Two stories related to one of my favorite topics appeared over the weekend. The first comes out of Michigan, where the state legislature passed a law to ban “tax zappers.” The only zappers I ever heard of were these:
That’s definitely not what Michigan banned. No, these zappers are used to skim cash from registers in cash-basis businesses so that sales could be under-reported. Who were the customers in Michigan? According to this story, Detroit area strip clubs. It appears that sales of the “Journal Sales Remover” may have been better than thought of. I wrote about this product in 2010; it wasn’t a bright idea then and it’s not one today.
Of course, the new Michigan law is overkill. Anyone violating the new law is also violating various sales tax laws, committing tax fraud against both the IRS and Michigan, and likely violating local ordinances, too.
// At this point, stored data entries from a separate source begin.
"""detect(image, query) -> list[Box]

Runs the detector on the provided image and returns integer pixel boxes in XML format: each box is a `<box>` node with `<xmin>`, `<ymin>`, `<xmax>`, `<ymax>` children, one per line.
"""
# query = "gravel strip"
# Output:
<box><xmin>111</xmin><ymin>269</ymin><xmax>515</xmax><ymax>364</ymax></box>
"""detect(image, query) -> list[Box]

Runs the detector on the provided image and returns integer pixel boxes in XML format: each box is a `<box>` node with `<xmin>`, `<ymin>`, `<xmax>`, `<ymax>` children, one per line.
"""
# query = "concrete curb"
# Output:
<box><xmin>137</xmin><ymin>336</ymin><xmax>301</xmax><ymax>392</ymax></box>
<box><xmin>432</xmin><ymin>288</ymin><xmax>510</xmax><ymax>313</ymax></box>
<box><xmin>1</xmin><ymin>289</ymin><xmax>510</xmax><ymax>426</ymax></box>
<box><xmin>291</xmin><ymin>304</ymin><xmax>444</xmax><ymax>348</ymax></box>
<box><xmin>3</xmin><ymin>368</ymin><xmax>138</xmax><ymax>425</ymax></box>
So from Michigan lets head west to Minneapolis. Last Friday night Envy was raided. That’s Envy, the nightclub. Minnesota State Department of Revenue officers raided the club; the DOR alleges that the owners of the club, James and Susan Beamon, may be skimming cash, grossly underreporting withholding taxes, and not paying all their sales tax. This news story notes that per the search warrant the owners of the club reported negligible income for 2009 and haven’t filed 2010 or 2011 returns. And conspicuous consumption may have gotten the owners in trouble:
“Normally, persons with the income levels reported by the Beamons could not afford a high-priced Cadillac,” the search warrant said.
As a reminder, income is taxable whether you make it in cash, checks, or credit cards. That said, the idea that businesses that deal in large amount of cash would be tempted to skim is normal. That’s why cash businesses such as strip clubs and nightclubs are far more likely to be audited than, say, a jewelry store.